Trump has shown up in Georgia to rally support for Perdue, but the move evidently wasn’t enough to change the former Senator’s fortunes. It was probably revealing that Georgia reporter Greg Bluestein described rally-goers at that particular Trump event as showing remarkably low levels of enthusiasm while the ex-president spoke. “This crowd is hardly applauding. Not the same sort of enthusiasm I’ve seen at other Trump rallies,” the reporter explained. Bluestein also characterized the crowd size as strikingly small — something that seems likely to have gotten on Trump’s nerves, if he even admitted the truth.

Trump turned against Kemp over the governor’s refusals to go along with attempts to undercut the outcome of the 2020 presidential election. Trump got on the phone with Kemp in December 2020, pushing the Georgia leader to call a special legislative session for the purpose of having legislators appoint electoral college members for Georgia who backed Trump, although Biden won Georgia. The Washington Post characterized Trump’s push to Kemp as including a hope that the governor would have a role in essentially cajoling state legislators into action. Infamously, Trump also spoke over the phone with Georgia Secretary of State Brad Raffensperger (R) in the aftermath of the 2020 presidential election. Trump implored Raffensperger to “find” enough votes to flip the state from Biden, something Raffensperger couldn’t have legitimately done since there was no real-world evidence of widespread missing votes. Raffensperger also pushed back.
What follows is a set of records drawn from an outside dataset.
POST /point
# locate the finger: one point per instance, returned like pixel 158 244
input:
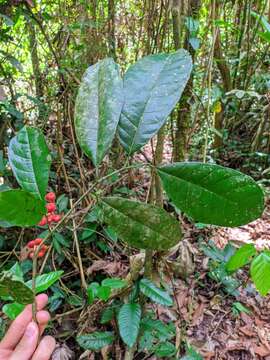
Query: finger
pixel 45 349
pixel 17 328
pixel 27 346
pixel 43 317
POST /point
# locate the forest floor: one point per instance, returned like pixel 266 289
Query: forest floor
pixel 213 327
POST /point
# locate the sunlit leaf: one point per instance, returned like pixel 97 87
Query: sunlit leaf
pixel 212 194
pixel 141 225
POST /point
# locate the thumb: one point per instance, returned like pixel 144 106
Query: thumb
pixel 26 347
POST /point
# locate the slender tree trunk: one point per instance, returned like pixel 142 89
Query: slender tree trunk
pixel 35 60
pixel 111 29
pixel 183 112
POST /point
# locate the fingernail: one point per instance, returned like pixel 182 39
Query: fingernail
pixel 30 330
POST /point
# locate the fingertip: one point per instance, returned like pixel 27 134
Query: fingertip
pixel 50 341
pixel 43 317
pixel 41 300
pixel 31 330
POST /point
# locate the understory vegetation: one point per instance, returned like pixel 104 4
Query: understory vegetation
pixel 135 173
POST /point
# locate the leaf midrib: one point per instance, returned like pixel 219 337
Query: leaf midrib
pixel 131 217
pixel 146 103
pixel 200 187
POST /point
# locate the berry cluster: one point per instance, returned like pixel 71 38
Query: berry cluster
pixel 51 216
pixel 32 246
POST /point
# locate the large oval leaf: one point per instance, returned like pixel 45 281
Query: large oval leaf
pixel 129 318
pixel 98 107
pixel 30 160
pixel 44 281
pixel 212 194
pixel 96 340
pixel 20 292
pixel 141 225
pixel 20 208
pixel 260 272
pixel 157 295
pixel 152 87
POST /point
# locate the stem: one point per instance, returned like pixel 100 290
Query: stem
pixel 34 275
pixel 148 264
pixel 84 284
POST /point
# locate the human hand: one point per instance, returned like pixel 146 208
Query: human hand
pixel 22 339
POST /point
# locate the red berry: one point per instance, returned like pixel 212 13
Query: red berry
pixel 38 241
pixel 56 218
pixel 50 197
pixel 41 253
pixel 50 218
pixel 31 244
pixel 43 221
pixel 51 207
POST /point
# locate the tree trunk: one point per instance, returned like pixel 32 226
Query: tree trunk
pixel 183 112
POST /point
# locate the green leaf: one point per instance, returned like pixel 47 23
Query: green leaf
pixel 192 355
pixel 129 318
pixel 241 257
pixel 157 295
pixel 212 194
pixel 13 310
pixel 96 340
pixel 241 308
pixel 114 283
pixel 30 160
pixel 92 291
pixel 262 20
pixel 260 272
pixel 104 293
pixel 16 270
pixel 165 350
pixel 98 107
pixel 141 225
pixel 20 208
pixel 152 87
pixel 107 315
pixel 43 282
pixel 11 286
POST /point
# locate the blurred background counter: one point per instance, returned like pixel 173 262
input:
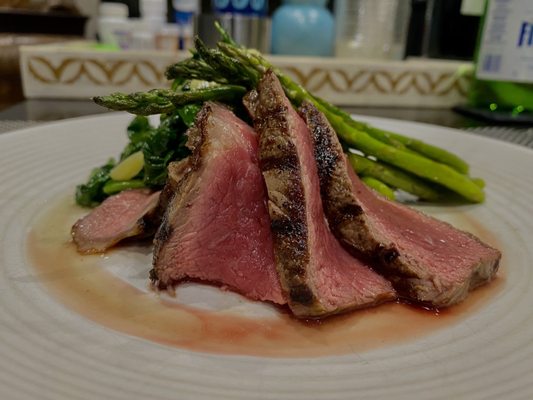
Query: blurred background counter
pixel 406 59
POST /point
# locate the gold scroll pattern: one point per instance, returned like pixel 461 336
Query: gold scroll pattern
pixel 70 71
pixel 383 81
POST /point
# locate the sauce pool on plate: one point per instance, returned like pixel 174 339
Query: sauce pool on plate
pixel 82 284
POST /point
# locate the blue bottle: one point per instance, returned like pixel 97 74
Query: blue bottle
pixel 303 27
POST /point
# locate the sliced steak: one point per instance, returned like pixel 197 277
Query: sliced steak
pixel 318 275
pixel 216 226
pixel 427 260
pixel 130 213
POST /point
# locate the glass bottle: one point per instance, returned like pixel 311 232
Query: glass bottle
pixel 504 69
pixel 303 27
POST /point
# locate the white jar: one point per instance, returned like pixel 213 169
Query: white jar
pixel 371 28
pixel 113 26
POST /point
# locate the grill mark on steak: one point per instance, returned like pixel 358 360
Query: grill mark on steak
pixel 318 275
pixel 216 227
pixel 427 260
pixel 278 158
pixel 128 214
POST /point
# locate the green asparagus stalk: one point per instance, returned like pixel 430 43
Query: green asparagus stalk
pixel 393 177
pixel 159 101
pixel 379 187
pixel 416 164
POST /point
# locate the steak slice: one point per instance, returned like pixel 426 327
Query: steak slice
pixel 216 226
pixel 130 213
pixel 427 260
pixel 318 275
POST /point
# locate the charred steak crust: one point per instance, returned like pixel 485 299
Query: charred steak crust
pixel 216 226
pixel 180 180
pixel 341 208
pixel 318 275
pixel 278 160
pixel 354 228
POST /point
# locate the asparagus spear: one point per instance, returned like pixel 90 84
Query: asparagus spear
pixel 392 177
pixel 379 187
pixel 159 101
pixel 401 141
pixel 415 163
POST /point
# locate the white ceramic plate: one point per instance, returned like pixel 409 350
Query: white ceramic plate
pixel 49 351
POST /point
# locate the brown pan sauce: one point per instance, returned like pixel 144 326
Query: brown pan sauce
pixel 81 284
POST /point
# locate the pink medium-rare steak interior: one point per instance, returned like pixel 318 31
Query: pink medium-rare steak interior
pixel 428 260
pixel 121 216
pixel 444 262
pixel 216 227
pixel 319 276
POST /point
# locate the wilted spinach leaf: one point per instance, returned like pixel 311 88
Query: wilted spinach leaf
pixel 91 193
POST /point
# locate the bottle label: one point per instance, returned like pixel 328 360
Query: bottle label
pixel 245 7
pixel 506 46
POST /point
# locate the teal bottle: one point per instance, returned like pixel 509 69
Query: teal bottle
pixel 304 28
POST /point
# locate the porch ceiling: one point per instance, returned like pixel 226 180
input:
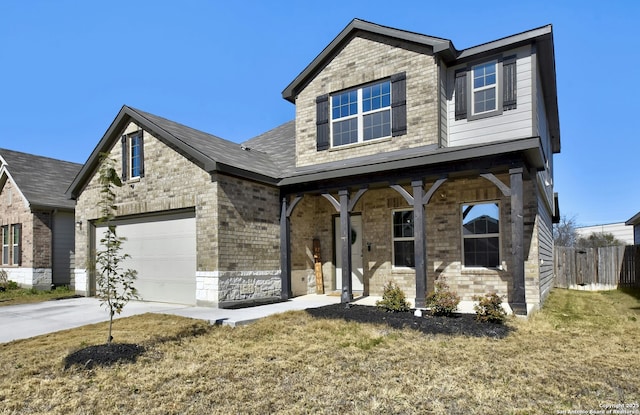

To have someone like Perdue in power in place of Kemp could threaten the national process of electing the president. What if Perdue is at the helm in Georgia during the next presidential election, and what if Trump runs again — and loses in Georgia again? It’s not far-fetched to imagine that Perdue would seek to undercut the perceptibly unfavorable outcome. If Kemp isn’t above 50 percent in the eventual primary results, then he and the second-place finisher — presumably Perdue — will have to face off in a follow-up run-off election featuring just the two in the race. But recent polling suggests that Kemp will be able to avoid having to go to a run-off election, meaning he’ll be set to face Democratic contender Stacey Abrams once again.